Développement de l'enfant

Un grand jeu de votre bébé actuellement, c’est de jeter une fois, mille fois les objets qui sont à sa portée… et de vous regarder les ramasser. Cela le fait rigoler ou cela l’intrigue. « Il contemple la chute », résume ainsi un papa. Mais il observe aussi comment vous réagissez. Qu’est-ce qui se joue là pour votre bébé ? Qu’est-ce que ce jeu, qui l’amuse et qui vous amuse… jusqu’à un certain point, dit de ce qui se passe dans sa petite tête ?
« Assis dans sa chaise haute, Antoine adore jeter ses jouets par terre une fois, deux fois… dix fois. Il jette, on ramasse, il jette, on ramasse… Après un temps, on en a assez et on lui dit non, mais lui est prêt à continuer indéfiniment. Du coup, on retire les objets de ses mains… et il pleure. Ou on laisse les objets par terre, il essaie alors de les atteindre… mais n’y arrive pas. Il veut les récupérer pour les relancer. Ce jeu le fait rire, mais il est surtout intrigué. Il essaie, par exemple, de voir si les objets vont lui être rendus. Au bout de quelques fois, quand il les jette, il le fait mine de rien, en catimini. Oui, tout cela semble beaucoup l’intriguer », raconte, mi-réjouie, mi-excédée, Amélie, la maman de ce petit bonhomme de 9 mois.
Les objets tombent, les personnes ont des intentions
Arrêtons-nous à ce qui se passe à de tels moments avec Monique Meyfroet, psychologue clinicienne. « Je reste fascinée par les astronautes en apesanteur, commence-t-elle par confier, parce que nous avons bien intégré que, quand quelque chose est lâché, il tombe par terre et ne s’envole pas.
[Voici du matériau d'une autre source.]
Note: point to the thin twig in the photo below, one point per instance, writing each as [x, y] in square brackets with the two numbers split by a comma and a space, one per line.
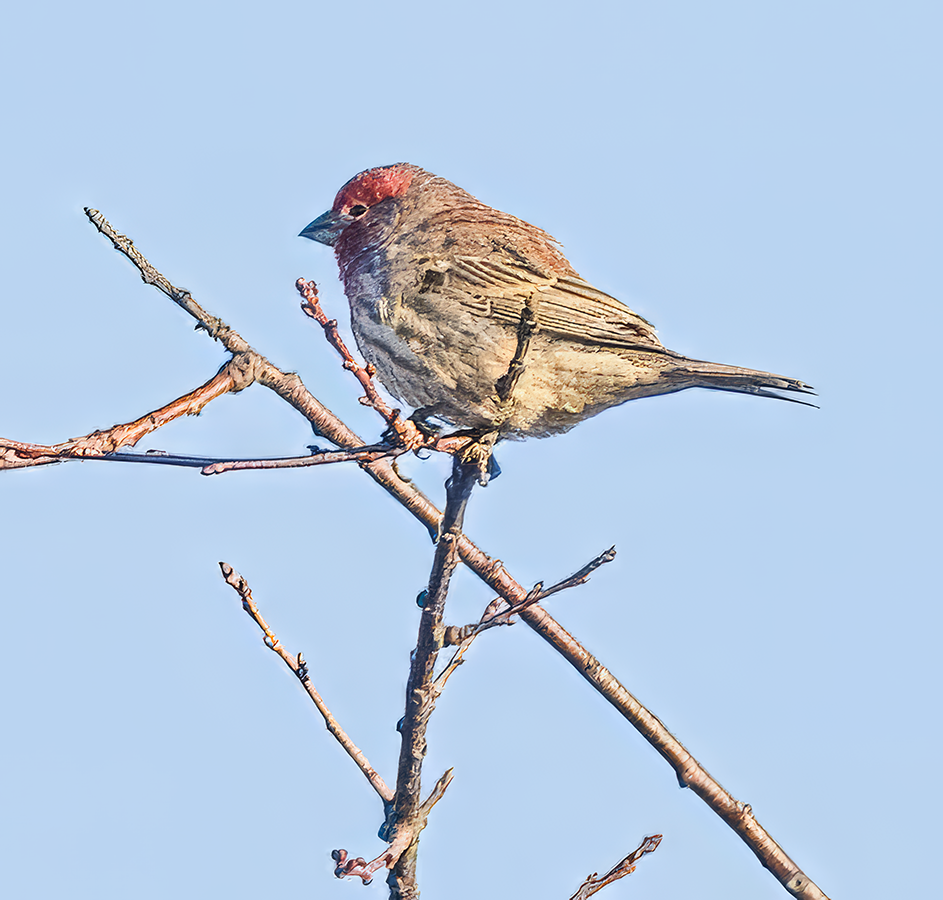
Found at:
[300, 668]
[622, 868]
[420, 694]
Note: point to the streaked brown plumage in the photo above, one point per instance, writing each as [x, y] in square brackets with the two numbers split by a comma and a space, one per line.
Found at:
[437, 282]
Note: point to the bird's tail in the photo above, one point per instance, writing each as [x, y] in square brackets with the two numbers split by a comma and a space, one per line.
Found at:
[718, 377]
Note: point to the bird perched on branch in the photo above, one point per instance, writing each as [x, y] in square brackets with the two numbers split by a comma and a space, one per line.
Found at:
[474, 316]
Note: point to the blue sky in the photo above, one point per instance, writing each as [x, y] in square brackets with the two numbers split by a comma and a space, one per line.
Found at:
[762, 181]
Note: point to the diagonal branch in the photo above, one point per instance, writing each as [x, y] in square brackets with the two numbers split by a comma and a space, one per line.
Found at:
[300, 669]
[622, 868]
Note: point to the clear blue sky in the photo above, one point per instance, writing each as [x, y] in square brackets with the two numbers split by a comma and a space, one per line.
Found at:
[760, 180]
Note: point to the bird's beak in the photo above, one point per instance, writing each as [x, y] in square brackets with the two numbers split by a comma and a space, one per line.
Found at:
[325, 229]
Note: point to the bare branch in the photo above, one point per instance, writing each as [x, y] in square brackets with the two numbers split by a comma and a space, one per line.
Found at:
[300, 668]
[624, 867]
[405, 837]
[16, 455]
[406, 811]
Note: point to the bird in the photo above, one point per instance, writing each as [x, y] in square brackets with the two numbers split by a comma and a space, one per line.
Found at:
[475, 317]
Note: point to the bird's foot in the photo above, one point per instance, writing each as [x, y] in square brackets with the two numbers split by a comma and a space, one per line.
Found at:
[479, 452]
Mais alors, pourquoi certains ballons s’envolent-ils tandis que d’autres tombent par terre ? Le problème de la pesanteur, de la gravité reste une vraie grande question. Et le bébé, en lançant des objets par terre, fait une expérimentation qui le renvoie à cette grande question. Il découvre que non seulement les objets tombent, mais qu’ils ne tombent pas toujours de la même manière, en faisant le même bruit… »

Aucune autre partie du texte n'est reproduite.